200μL of the sample to be tested were put into a 1.5mL centrifuge tube, to perform nucleic acid extraction using the nucleic acid extraction or purification reagent (S1006, Sansure Biotech ) according to its instruction.
The PCR validation was carried out using the pneumocystis nucleic acid detection kit (PCR-fluorescent probe method，Sansure Biotech). The fluorescence detection used the ROX channel to detect human pneumocystis, and the CY5 channel to detect the internal standard.
If the ROX channel detected a typical S-type amplification curve, and Ct ≤ 40, the human pneumocystis was positive. If Ct > 40 or no Ct, it was negative. If the internal standard did not detect Ct or Ct > 40 in the CY5 channel, which meant that the concentration of the test sample was too low or there were interfering substances that inhibited the reaction, the experiment was repeated again.

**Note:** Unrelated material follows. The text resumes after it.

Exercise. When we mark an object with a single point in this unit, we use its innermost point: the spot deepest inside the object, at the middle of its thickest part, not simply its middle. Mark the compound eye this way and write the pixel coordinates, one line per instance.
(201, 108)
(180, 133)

All analyses were performed using the statistical package SPSS for Windows, version 22.0 (IBM Corporation, Armonk, NY, USA). Results were listed as mean (±SD) for continuous variables. Univariate analysis was applied to inspect the distinction of characteristics between PJP and non-PJP groups. Continuous variables were compared using Student’s unpaired t-test. Categorical variables were compared with Pearson’s χ2 test or Fisher’s exact test. Statistical tests were two-tailed and statistical significance was defined as P<0.05.